I also Met this before in https://github.com/NVIDIA/TensorRT-LLM/issues/1628
I don't have 70B model now. But I try 8B model and it works well under int4 wo
python3 examples/llama/convert_checkpoint.py --model_dir llama-v3-8b-instruct-hf/ --output_dir /tmp/llama-v3/ --dtype float16 --use_weight_only --weight_only_precision int4 --load_model_on_cpu
[05/23/2024-09:12:44] [TRT-LLM] [W] Found pynvml==11.4.1. Please use pynvml>=11.5.0 to get accurate memory usage
[TensorRT-LLM] TensorRT-LLM version: 0.11.0.dev2024052100
0.11.0.dev2024052100
Loading checkpoint shards: 100%|██████████████████████████████████████████████████████████████████████████████████████████████████████████████████████████████████████████████████████████████████| 4/4 [00:00<00:00, 10.44it/s]
Weights loaded.
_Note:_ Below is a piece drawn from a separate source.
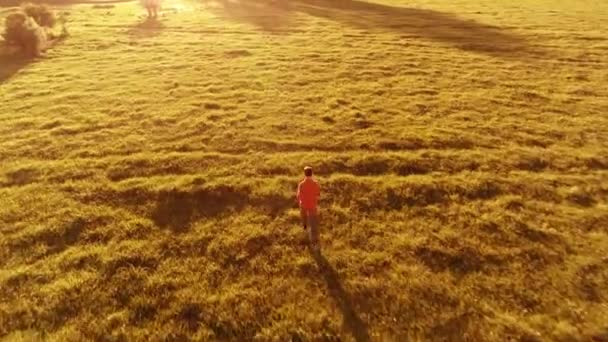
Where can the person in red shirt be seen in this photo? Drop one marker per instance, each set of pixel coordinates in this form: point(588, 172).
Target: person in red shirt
point(308, 196)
Total time: 00:02:01
Total time of converting checkpoints: 00:02:14
Could you take a try?
@byshiue I had tried 8B and get the same error before. Noticed that you are using new version 0.11.0.dev2024052100. I will try this version.
@byshiue
I sync code to Update TensorRT-LLM (https://github.com/NVIDIA/TensorRT-LLM/pull/1639)
still get the same error. It is trying to check the loaded model contains quantized param like transformer.layers.0.attention.qkv.per_channel_scale
python ../llama/convert_checkpoint.py --model_dir /mnt/memory/Meta-Llama-3-8B-Instruct --output_dir /mnt/memory/tmp/trt_models/Meta-Llama-3-8B-Instruct/w4a16/1-gpu-tp --dtype float16 --use_weight_only --weight_only_precision int4 --load_model_on_cpu
[TensorRT-LLM] TensorRT-LLM version: 0.11.0.dev2024052100
0.11.0.dev2024052100
Traceback (most recent call last):
File "/app/tensorrt-llm/examples/llama/../llama/convert_checkpoint.py", line 471, in <module>
main()
File "/app/tensorrt-llm/examples/llama/../llama/convert_checkpoint.py", line 455, in main
convert_and_save_hf(args)
File "/app/tensorrt-llm/examples/llama/../llama/convert_checkpoint.py", line 391, in convert_and_save_hf
execute(args.workers, [convert_and_save_rank] * world_size, args)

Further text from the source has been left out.